Both of my girls have a unique to them name. Although on the surface, Ashleigh’s name may appear common and popular her name is actually a reflection of Scott and me. Scott’s middle name and mine were combined to form her name. She is as close to a “junior” as we will get. And it was easy to decide on her name; equal bits of names from both of us signifying that she was ours. We made her and we would love her unconditionally forever.
Cyra’s name was a little more complicated. You see, I was convinced she was a boy. I didn’t want to find out the gender when I was pregnant and even though I told the sonogram technician I didn’t want to know, she exclaimed in the middle of the scan, “Well, I can’t get a good shot, but I’d say 80% likely for a girl.”
I was mad. I didn’t want to know number one and number two, I was having a boy. It was clear in all aspects of the pregnancy: A boy name was easy to decide on. I carried all in the front like a basketball. Every thing felt different from when I carried Ashleigh.

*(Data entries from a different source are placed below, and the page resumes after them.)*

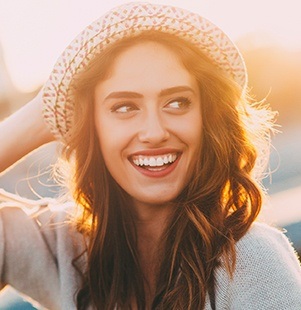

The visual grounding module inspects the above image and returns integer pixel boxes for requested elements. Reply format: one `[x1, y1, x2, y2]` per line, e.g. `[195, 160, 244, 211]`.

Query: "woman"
[1, 3, 301, 309]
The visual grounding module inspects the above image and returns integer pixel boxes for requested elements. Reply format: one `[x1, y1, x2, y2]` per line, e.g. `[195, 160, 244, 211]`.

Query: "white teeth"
[149, 157, 157, 167]
[133, 154, 178, 167]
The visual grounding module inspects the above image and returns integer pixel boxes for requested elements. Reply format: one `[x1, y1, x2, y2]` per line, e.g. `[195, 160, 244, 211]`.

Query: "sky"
[0, 0, 301, 92]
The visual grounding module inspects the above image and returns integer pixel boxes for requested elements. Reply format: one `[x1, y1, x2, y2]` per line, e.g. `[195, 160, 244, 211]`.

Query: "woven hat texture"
[43, 2, 247, 139]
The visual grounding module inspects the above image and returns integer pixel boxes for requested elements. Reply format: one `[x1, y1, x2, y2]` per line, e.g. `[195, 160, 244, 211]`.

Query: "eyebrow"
[105, 86, 195, 100]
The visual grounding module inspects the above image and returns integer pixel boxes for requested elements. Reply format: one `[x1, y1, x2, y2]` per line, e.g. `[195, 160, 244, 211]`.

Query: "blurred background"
[0, 0, 301, 309]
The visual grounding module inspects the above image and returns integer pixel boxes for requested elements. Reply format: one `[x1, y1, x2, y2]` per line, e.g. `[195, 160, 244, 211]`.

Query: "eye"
[111, 102, 138, 114]
[165, 97, 191, 111]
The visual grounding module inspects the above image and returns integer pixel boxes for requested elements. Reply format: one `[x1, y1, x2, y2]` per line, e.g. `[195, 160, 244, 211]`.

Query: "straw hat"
[43, 2, 247, 140]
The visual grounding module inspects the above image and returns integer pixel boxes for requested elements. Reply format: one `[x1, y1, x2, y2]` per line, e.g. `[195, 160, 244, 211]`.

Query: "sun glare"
[0, 0, 301, 92]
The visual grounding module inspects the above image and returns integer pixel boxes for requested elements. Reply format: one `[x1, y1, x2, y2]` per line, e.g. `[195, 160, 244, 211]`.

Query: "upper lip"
[129, 148, 180, 157]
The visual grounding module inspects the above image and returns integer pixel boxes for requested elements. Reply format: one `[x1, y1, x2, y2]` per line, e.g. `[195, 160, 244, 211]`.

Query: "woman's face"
[95, 42, 202, 205]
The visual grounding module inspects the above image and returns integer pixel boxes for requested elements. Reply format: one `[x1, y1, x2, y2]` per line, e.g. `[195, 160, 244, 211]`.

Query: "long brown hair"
[60, 32, 271, 309]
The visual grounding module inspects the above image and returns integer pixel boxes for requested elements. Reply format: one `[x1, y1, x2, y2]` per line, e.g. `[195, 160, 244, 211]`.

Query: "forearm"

How could I not be carrying a boy?
In any case, once the technician said what she did, I knew I needed to have a back-up name. Just in case. I spent hours in Barnes & Nobles looking through baby name books. Ashleigh and I would sit in the kids section and while would play with the train I would call out different names to her.
“Nope.” She pushed the train along the track.
She shook her head, blonde hair flipping.
On and on this went, week after week. With the due date looming I was becoming quite anxious about names. I knew that, if it was a girl, then the middle name would be after my maternal grandmother. All the while, every time I talked to Scott (at the time he was driving over the road), I would throw names at him as well. Each one shot down succinctly.
“What about Jamie.” I asked at the end of September once again sitting with Ashleigh in B&N.
“Hmm.” Ashleigh raised her head a bit from the trains. “I like that.”
“Really?” I replied. “Okay. I like it a bit too. Let’s keep that in mind.” And I continued to flip through the pages of a baby name book I hadn’t gone through yet.
A few minutes later, as I was flipping through the Cs again, I noticed a small four letter name I had never heard of before: Cyra. This book listed it as being the feminine version of Cyrus meaning “lord.” I supposed, as I looked at it, that it could be pronounced with a hard C so it sounded like “kyra” but “Cyrus” is pronounced with a soft C and I preferred the softer C anyway. So when I pronounced it, it sounded like “seara,”
“Hey, Ashleigh,” I called, “What do you think of Cyra?”
Ashleigh stopped jamming the train into a building and looked up at me. “Say it again?” she asked.
Ashleigh blinked, walked over to me and sat by my side. “Cyra.” She repeated and put her little hand on my belly. “Yes. That’s my sister’s name.”